Antioxidant activities were determined using an ABTS assay, DPPH assay for radical-scavenging activity, and an FRAP assay according to methods described previously [22]. After recording the absorbances, antioxidant activity (%) was calculated for each method and results were analyzed using GraphPad Prism software (version 6.0) to calculate half maximal inhibitory concentration (IC50) values.

Cell proliferation assay

A proliferation assay was performed as described by Mosmann [23] with modifications as described as follows. About 5000 cells/well in 100 μL of RPMI-1640 or DMEM media according to the cell type supplemented with 10% FBS and 1% penicillin–streptomycin were plated in triplicate in 96-well microtiter plates. Cells were incubated overnight, and 50 μL of the test compound to meet the desired final concentration was added along with a DMSO blank control. The cells were incubated at 37°C under a humidified atmosphere of 5% CO2 for 72 h. Then, 15 μL of MTT at 5 mg/mL was added and incubation continued for 3.5 h.

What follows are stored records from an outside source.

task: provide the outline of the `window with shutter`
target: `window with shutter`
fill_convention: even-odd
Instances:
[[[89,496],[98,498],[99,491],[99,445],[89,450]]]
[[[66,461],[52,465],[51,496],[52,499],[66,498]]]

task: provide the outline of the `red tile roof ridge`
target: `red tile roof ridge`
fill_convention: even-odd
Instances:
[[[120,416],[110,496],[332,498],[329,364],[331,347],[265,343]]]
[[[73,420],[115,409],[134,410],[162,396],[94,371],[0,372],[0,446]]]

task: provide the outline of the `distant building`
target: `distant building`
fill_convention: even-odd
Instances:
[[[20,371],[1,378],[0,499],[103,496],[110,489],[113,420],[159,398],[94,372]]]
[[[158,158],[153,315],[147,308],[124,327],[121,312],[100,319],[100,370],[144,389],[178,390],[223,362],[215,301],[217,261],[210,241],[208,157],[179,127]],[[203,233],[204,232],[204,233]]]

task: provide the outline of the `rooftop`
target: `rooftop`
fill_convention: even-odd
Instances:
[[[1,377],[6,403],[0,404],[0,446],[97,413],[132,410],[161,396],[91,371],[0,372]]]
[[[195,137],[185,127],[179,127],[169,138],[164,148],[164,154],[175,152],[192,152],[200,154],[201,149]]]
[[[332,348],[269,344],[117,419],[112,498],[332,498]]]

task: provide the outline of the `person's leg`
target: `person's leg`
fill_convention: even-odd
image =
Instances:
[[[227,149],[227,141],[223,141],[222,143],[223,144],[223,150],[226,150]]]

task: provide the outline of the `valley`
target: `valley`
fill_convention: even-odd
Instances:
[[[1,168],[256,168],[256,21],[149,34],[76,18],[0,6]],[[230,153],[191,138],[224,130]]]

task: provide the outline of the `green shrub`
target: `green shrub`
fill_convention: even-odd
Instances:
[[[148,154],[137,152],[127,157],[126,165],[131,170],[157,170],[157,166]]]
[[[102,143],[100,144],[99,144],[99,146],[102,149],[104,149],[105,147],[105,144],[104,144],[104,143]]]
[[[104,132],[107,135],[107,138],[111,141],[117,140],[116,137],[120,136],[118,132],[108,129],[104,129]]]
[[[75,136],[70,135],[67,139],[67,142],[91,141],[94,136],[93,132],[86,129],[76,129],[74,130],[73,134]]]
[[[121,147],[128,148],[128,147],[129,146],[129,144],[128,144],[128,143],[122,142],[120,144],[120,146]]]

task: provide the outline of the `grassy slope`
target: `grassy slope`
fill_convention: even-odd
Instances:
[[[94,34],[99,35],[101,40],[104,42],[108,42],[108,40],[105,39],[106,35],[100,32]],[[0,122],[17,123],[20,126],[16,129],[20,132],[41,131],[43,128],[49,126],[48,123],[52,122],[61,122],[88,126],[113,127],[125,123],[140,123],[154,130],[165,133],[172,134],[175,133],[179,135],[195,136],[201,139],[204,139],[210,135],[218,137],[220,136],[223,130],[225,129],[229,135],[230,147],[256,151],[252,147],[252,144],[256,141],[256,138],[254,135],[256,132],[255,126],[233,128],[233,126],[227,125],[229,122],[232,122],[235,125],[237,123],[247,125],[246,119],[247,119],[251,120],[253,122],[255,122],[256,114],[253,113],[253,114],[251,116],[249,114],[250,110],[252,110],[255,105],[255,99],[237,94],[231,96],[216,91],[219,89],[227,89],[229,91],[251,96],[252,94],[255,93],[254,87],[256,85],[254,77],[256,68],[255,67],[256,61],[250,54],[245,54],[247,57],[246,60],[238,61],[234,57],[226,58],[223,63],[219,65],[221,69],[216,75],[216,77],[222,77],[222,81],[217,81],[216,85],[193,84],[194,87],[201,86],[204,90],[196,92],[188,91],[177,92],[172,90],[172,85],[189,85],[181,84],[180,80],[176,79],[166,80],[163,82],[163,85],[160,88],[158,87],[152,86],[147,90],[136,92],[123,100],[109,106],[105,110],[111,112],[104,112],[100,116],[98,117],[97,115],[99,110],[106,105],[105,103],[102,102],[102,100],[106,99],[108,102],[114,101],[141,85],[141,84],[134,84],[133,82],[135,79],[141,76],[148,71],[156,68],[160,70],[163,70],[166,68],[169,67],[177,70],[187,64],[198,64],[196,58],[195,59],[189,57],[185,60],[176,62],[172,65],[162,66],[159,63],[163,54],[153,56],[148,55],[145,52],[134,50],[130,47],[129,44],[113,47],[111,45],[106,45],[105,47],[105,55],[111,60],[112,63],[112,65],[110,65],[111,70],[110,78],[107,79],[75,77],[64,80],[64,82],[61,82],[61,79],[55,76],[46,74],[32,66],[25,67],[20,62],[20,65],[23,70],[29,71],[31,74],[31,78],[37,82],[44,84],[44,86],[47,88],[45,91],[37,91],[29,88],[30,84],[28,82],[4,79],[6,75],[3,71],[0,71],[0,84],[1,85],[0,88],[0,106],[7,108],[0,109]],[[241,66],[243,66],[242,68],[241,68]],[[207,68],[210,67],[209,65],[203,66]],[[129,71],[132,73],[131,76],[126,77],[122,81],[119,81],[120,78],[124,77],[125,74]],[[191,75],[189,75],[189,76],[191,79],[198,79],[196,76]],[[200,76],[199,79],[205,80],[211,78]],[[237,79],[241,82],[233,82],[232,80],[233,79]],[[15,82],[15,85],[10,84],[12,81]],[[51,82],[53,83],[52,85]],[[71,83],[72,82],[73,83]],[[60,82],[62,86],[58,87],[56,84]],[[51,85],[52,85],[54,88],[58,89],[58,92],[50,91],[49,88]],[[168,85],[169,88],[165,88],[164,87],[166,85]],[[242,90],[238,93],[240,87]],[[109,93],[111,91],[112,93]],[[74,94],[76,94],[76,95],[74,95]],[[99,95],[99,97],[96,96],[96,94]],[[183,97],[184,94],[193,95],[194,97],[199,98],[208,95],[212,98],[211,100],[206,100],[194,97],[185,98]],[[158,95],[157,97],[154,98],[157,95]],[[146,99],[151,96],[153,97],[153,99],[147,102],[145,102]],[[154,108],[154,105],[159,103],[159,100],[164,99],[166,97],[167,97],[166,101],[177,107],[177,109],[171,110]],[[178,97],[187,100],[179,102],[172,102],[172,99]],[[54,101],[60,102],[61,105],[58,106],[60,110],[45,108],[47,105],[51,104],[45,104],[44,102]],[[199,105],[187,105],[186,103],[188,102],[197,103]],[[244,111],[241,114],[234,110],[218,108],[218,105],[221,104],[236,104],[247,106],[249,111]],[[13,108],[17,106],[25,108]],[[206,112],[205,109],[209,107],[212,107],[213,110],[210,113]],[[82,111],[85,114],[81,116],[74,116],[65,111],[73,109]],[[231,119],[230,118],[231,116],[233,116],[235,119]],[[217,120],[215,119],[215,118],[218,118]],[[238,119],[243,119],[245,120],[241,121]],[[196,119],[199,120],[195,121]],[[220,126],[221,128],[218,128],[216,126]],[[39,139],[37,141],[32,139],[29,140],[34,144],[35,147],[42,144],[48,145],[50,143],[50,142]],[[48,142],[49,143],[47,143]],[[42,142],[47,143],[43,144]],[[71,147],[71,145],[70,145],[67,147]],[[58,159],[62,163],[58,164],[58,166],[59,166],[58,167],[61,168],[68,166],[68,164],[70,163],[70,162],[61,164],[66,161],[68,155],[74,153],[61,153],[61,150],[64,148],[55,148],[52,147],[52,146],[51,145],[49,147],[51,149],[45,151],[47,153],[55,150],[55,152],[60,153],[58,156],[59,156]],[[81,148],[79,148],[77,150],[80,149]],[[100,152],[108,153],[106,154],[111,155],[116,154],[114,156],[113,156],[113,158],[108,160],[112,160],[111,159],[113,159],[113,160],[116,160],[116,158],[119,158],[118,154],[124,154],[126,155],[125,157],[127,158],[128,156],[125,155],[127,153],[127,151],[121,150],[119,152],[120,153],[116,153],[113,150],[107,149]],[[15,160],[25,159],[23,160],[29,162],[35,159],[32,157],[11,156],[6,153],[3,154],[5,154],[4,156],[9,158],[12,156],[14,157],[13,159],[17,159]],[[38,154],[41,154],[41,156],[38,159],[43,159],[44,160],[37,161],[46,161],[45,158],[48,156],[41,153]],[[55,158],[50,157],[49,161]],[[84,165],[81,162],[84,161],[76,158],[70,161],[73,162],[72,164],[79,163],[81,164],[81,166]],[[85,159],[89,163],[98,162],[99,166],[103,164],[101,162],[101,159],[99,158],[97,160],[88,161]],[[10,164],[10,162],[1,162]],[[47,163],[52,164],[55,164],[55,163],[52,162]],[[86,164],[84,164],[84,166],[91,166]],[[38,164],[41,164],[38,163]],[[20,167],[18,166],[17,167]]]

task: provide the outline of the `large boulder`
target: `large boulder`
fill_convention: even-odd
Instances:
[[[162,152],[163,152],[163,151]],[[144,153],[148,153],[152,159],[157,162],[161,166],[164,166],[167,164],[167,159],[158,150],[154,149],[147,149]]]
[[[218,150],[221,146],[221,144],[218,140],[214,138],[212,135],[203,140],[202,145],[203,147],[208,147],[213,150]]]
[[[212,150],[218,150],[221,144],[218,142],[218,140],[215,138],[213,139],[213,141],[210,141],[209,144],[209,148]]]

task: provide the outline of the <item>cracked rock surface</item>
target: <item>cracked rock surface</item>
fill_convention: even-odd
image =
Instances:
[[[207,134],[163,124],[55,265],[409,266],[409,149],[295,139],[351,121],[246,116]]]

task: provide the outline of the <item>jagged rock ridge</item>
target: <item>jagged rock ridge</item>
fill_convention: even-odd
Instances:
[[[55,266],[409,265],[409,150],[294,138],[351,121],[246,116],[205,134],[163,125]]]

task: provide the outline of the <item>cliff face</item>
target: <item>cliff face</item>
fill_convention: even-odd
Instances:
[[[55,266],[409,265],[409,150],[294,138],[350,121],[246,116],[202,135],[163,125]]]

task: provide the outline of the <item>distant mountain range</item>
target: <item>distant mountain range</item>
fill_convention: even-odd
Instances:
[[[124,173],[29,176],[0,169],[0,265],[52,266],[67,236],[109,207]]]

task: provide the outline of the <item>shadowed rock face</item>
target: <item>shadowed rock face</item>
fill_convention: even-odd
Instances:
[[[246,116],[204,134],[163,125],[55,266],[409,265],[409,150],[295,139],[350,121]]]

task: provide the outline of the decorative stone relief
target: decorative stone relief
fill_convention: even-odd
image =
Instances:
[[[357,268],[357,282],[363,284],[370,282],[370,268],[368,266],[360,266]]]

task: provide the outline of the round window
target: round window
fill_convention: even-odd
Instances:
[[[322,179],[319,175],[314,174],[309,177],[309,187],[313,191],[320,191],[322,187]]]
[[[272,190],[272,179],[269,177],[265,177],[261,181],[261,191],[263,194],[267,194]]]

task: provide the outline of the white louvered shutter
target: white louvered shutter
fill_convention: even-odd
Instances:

Media was aspirated from Vero cells, while the plate of Jurkat cells was centrifuged to sediment the cells allowing the media to be removed, before adding MTT in 150 μL of DMSO reading the absorbance at 560 nm with a reference at 640 nm. Percent inhibition was calculated after subtracting MTT absorbance at Day 0. Primary T cells were activated by coating the plates with CD28 antibodies overnight before the T cells were plated for culture. Results were analyzed using GraphPad Prism software (version 6.0).

DNA fragmentation assay

Jurkat cells were treated with 350 nM MLT-401 for 24, 48, and 72 h. We collected 1 × 106 cells along with respective controls, centrifuged at 3000 rpm for 5 min and the super-natant aspirated. The cell pellet was washed with ice-cold phosphate-buffered saline (PBS) and resuspended. DNA was isolated using a NucleoSpin DNA extraction kit according to instructions provided by the manufacturer. DNA (2 μg) was mixed with loading and tracking mixture of bromphenol blue (0.25%), xylene cyanol (0.25%) and glycerol (30%) loaded into wells in a 1.6% agarose gel (10 cm × 5 cm and 0.75 cm thick) and separated by electrophoresis at 140–145 V for 1–1.5 h in 1 M Tris, 0.9 M boric acid with 0.01M EDTA, pH 8.0 in a horizontal gel electrophoresis unit (SCIE-PLAS). The separated DNA was stained with 0.5 μg/mL of ethidium bromide, and visualized under ultraviolet light at 302 nm. DNA Molecular Weight Marker III (0.12–21.2 kbp) (Roche, Cat. No. 10 528 552 001) was used in the fragmentation assay.

Cell cycle assay

Briefly 1 × 106 of Jurkat cells were washed with PBS. The cells were stained with Guava Cell Cycle reagent according to instructions provided by the manufacturer, and 10,000 events were acquired on a Guava easyCyte flow cytometer. Data were analyzed using Express Pro software (Millipore), and the proportion of the cell population in different cell cycle stages with respect to control was calculated.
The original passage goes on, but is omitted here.